En email circulating in the European Parliament mentions a word-file where Kauppi amendments on RAND had the signature of Tim Frain (Nokia).
Original Message
- Sir - The "Computer-Implemented Inventions Directive" (CIID) is a blatant attempt, by the Council and Commission of the EU, to engulf software in the patent-system. If successful, it will expose European software-producers to crippling claims from predatory patent-holders and, thereby, paralyse all but a few big players in the field. Next week, the EU-parliament will vote on the CIID and will either approve it, reject it, or (applying the Rocard-amendments) knock the stuffing out of it. Whichever way it goes, the result is likely to be close, because leading members of two, large parliamentary groups, the European People's Party (EPP = "Conservatives") and the Alliance of
Liberal Democrats for Europe (ALDE = LibDems) are committed to supporting it, while the Independence and Democracy Group (ID, which includes the UKIP) and the Greens, the Socialists, and also many members of the EPP and ALDE, will vote against. The proposal of the CIID, by the Council and Commission, appears to have been tainted, from the first, via a "revolving door" with big
business. According to the EuroLinux Alliance, Microsoft's Francisco Mingorance worked with the Commission, in 2001, to produce the first draft http://petition.eurolinux.org/pr/pr17.html while, in 2002, Detlef Eckert, a senior official with the Commission, went to work for Microsoft http://news.bbc.co.uk/2/hi/business/2523757.stm Also in 2002, seeing the CIID as a stitch-up on behalf of big corporations, the parliament threw out the proposal; but, in 2003 the Council+Commission brought it back, and, this year, it passed its parliamentary "committee-stage", under the diligent guidance of Klaus-Heiner Lehne and Piia-Noora Kauppi, of the EPP, and Janelly Fourtou, of the ALDE. Besides being an MEP, Lehne works for a legal consultancy called "Regulatory Affairs", which was founded, in 2003, by the Taylor-Wessing company. Taylor-Wessing is a firm of patent-lawyers. The following is from its web-site
http://de.taylorwessing.com/de/n_aktuell_det.asp?UID=49: Our services: Taylor Wessing has an enviable track record in advising IP-rich businesses. We are ranked a market leader in intellectual property law. We can offer our clients advice on the entire range of intellectual property disciplines. With regard to patent work, Taylor Wessing's expertise covers all aspects of contentious and noncontentious work.

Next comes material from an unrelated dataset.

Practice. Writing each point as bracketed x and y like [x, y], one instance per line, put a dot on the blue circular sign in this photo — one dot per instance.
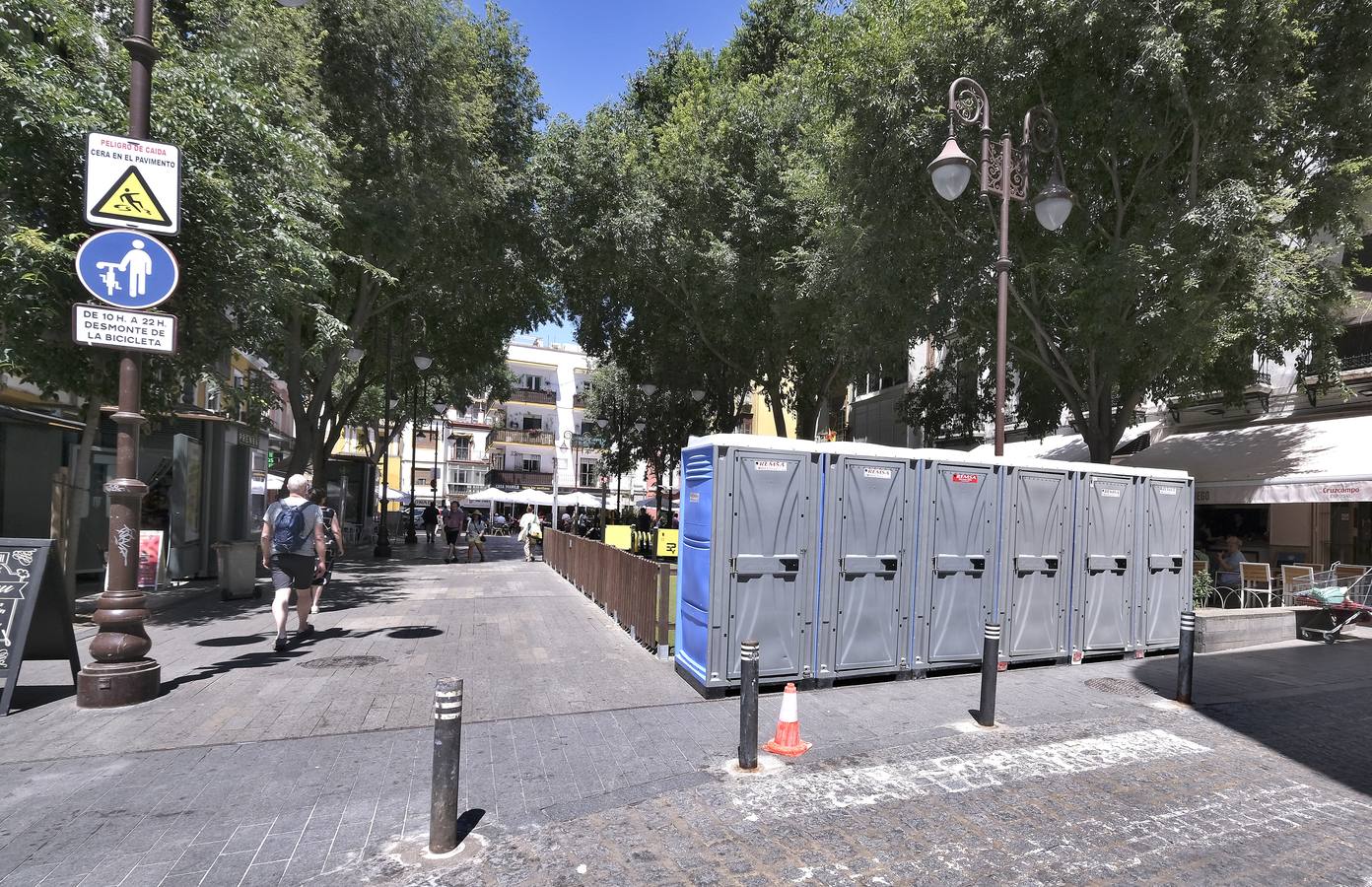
[128, 269]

Current Issues in Patent Law: Members of the patent teams at Taylor Wessing continue to be at the forefront of developments in patent law across Europe. Such developments include: ! Implementation of the European Union's (EU) Biotechnology Directive ! EU's draft Directive on the legal protection of software ! Harmonisation of European patent litigation across the EU ! The creation of a European Community Patent and a Community Patents Court. If passed, the CIID will provoke a bonanza of patent-litigation. Might it not be suggested, therefore, that, in the matter of the CIID, Herr Lehne is susceptible to a conflict of interest? Lehne's loyal supporter, the lovely Ms Kauppi MEP, does not seem to have financial connections with the patent-lobby, but it does appear, from the respective ".doc-file", that her critique of the Rocard-amendments (as circulated to all MEP's) was written by Tim Frain, the Head of Intellectual Property at Nokia and a leading member of the big-business, pro-patent campaign. The most resolutely smoking gun, in this little line-up, however, is Mme Janelly Fourtou. Her husband is the CEO of Vivendi, and the Fourtou family owns options EUR40 million on Vivendi stock (maturing next November) the value of which depends largely upon the legal viability of software patents in Europe. Tom Wise MEP, UKIP (ID-Group)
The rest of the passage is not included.